Building 64 of these vessels will give the Navy the ability to meet all of its standing deployments as well as being able to deploy standing patrols to places that the Navy has not managed to do since 1967. In particular a squadron of vessels can be deployed to Diego Garcia to operate in the Indian Ocean.
A C3 vessel armed with harpoon, CAMS, torpedo's and a 76mm gun can match a type 23 frigate in fire power and will be sufficient to meet any NATO standing patrols.
Below I have outlined the make up of each ship configuration and the modules it should carry
Type A - Heavy Patrol variant, Fully armed with Harpoon, CAMS, Towed Array, 76mm gun, Torpedo,
Type B - MCM, carrying CAMS, 54mm gun, MCM modules
Type C - Hydro graphic, Carrying hydro graphic sensors, towed array
Type D - EEZ patrol, Carrying 54mm cannon
Type E - Light Patrol Variant- 54mm cannon, CAMS, Disaster relief modules
I will assume a ratio of 1 vessel deployed for every 3 in the fleet. Using forward deployed vessels should allow the Navy to achieve this while also maintaining a number of ships able to deploy in a crisis. The small crew size of just 60 + mission specialists will allow the Navy to crew these vessels with its existing manpower. Four C3's can be crewed with the sailors of just one type 23. The identical lay out of each vessel should allow crews to be rotated. Leaving the vessel at a forward deployed base and simply flying one crew home well another one fly's out. This system of rotation appears to have been very successful with HMS Clyde in the Falklands.
In addition to the ships the Navy would maintain a number of C3 bases around the world. These bases would be able to store and load additional modules as well as change the ships armament and sensor fits.
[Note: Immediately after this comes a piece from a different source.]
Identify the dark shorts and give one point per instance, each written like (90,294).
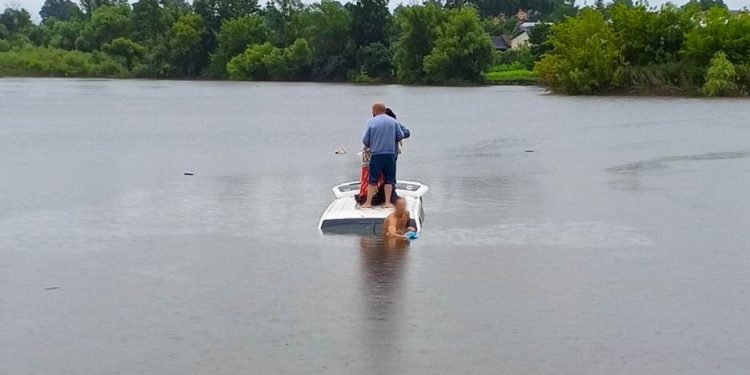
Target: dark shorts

These bases would be
Diego Garcia (Indian Ocean)
Port Stanley (South Atlantic)
North Atlantic - 1 type A, 1 type B (NATO deployment)
South Atlantic - 1 type A, 1 type E (Falklands patrol) 1 type C (Ice Patrol)
Mediterranean - 1 type A, 1 type B (NATO deployment)
Caribbean-1 type E
Indian Ocean -2 type A, 1 type B, 1 type E
South China Sea - 1 type A, 1 type B
Fleet Ready Escort - 1 type A
EEZ patrol - 3 type D
Hydro graphic - 2 type C
The navy has the existing manpower under its current force structure to maintain these ships and patrols so no additional staffing costs should be required.
Given the cost of the latest River Class OPV HMS Clyde was put at £50 million including sensors and weapons. I will assume that the Basic C3 without sensors, modules and weapons will come in at £70 million per vessel. This will leave £1.92 Billion to fund the modules, weapons and sensor masts. A total building program taken over 10 years will require only £640 million per year to achieve.
Given the MOD's budget of £37 billion per year this project would only represent 2% of UK military spending. It would allow the Navy to once again take on a a permanent place in the world. Especially in the new power struggles taking place in the Indian Ocean and South China sea enhancing the UK's diplomatic prowess.